Robert Masten, who recently retired as a lieutenant with the Milford Police Department, is moving on to a new chapter in his life. Masten will now serve as an instructor in the Criminal Justice department at Delaware Technical and Community College.
“I had a desire to serve in the public service sector and enjoyed the education system as well,” Masten said, when asked what drew him to law enforcement initially. “I was drawn toward being a school resource officer, but only wanted to do so here in Milford. I was part of the increase of people called to serve as well following the attacks on September 11, 2001. I routinely would call Keith Hudson at the time asking when the next openings would be available. Dion Brooks and I would routinely joke about the number of calls I made to Keith, but it worked, and I was hired in March of 2002 along with Lt. Dwight Young. The two of us graduated from the Delaware State Police Academy in June of 2002.”
Raised in Milford, Masten’s family roots in the area go back to the 1800s. He was a 1994 graduate of Milford High School and later earned degrees from Delaware Technical and Community College and Wilmington College. He earned his master’s degree from the University of Mississippi. His career with Milford began in the patrol division and he was eventually selected to serve on the Community Policing Unit, something that was a goal of Masten’s when he was hired.

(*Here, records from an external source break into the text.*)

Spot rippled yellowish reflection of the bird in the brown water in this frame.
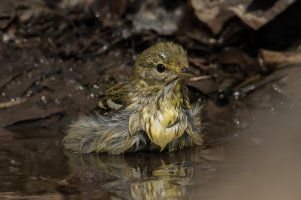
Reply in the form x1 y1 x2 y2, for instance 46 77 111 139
66 148 217 199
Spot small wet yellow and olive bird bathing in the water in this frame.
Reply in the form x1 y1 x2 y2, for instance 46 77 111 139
63 42 203 154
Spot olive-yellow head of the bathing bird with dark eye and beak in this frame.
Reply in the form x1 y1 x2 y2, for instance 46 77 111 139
134 42 193 87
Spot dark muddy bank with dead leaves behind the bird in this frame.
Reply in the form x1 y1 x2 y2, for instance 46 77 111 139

“A promotion to corporal led me back to the Patrol Division where I served until getting the opportunity to serve the Milford School District as school Resource Officer,” Masten said. “I was assigned to the Milford School District until the spring of 2023, when I was promoted to serve the Executive Staff at the Milford Police Department by Chief Ashe.”
Becoming a school resource officer was also a goal of Masten’s when he came to the police department.
“Growing up I had been influenced by many MPD officers and admired the community connections many of them had made, while noticing the difference they made in our community,” Masten said. “I wanted to make that same impact and felt as an SRO I could have that opportunity. I was also very passionate about school safety. A school should be a safe place and I took that very seriously. I was well aware that the parents, staff, and students placed a trust in me to be the first line of defense if the situation arose.”
According to Masten, law enforcement is always evolving, and this meant he and his fellow officers were met with challenges to be sure they stayed current so they could provide the services the city deserved.
“I would say the biggest challenge wasn’t for me personally, but for us as a team, to grow the department at the pace the city was growing,” Masten said. “Overall, we did a good job with that, but navigating the way at times could be challenging.”
As an SRO, Masten also faced some challenges, especially watching some of the struggles students faced.
“It was unfortunate, but there are some students whose time in school is the best part of their day because being at home was not always pleasant,” Masten said. “Knowing some of those struggles and worrying about those students was difficult. At the same time, being able to help those students work through those struggles was rewarding in many cases. There were many cases in which school staff, and I worked together to help students get through difficult times.”
That does not mean that Masten only faced challenges in his career as a police officer and SRO, however.
“Without a doubt the biggest rewards for me were the relationships I made with community members during my time in our Community Policing Unit and the relationships I made as a School Resource Officer. The Milford School District, its staff, and students were great to me. I thoroughly enjoyed going to work every day and left with friendships that will last a lifetime,” Masten said. “I enjoyed the daily interaction with the students. I liked following their successes in school and with their extracurricular activities. Leaving Milford High on my last day as an SRO was much more difficult than I had anticipated, because I knew I was leaving something I loved to do.”
Masten always knew that when he retired, he wanted to teach in the area.
“The timing arose quicker that I had anticipated, but Delaware Tech had an opening, and it is an opportunity that rarely becomes available,” Masten said. “I pursued the opportunity and was honored to be selected. I hope my experience can help mold next generation of law enforcement professionals.”
There will be challenges to overcome in his new position as well, Masten stated.
“Over the years I have done a lot of presenting for intruder trainings, social media/online safety, etc., so, I am comfortable speaking in front of a group, but the lesson planning and class preparation will be new to me,” Masten said. “Making that adjustment will be the biggest challenge. Fortunately, the staff at Delaware Tech has a great process to mentor people like me who are adapting to the change.”
Masten offered advice to those who are considering a career in law enforcement.
“Serving in the public service sector is very rewarding. It’s a profession in which you can help make a difference in people’s lives. You are also in a position where every day is different and presents a new challenge,” Masten said. “I also tell people interested in a career to study the various agencies to explore what they have to offer and ask themselves what they want out of a law enforcement career. There are a variety of law enforcement options in our area and people need to find an agency that is the right fit for them. Obviously, I do usually find a way to convince them to explore the Milford Police Department first as a career choice.”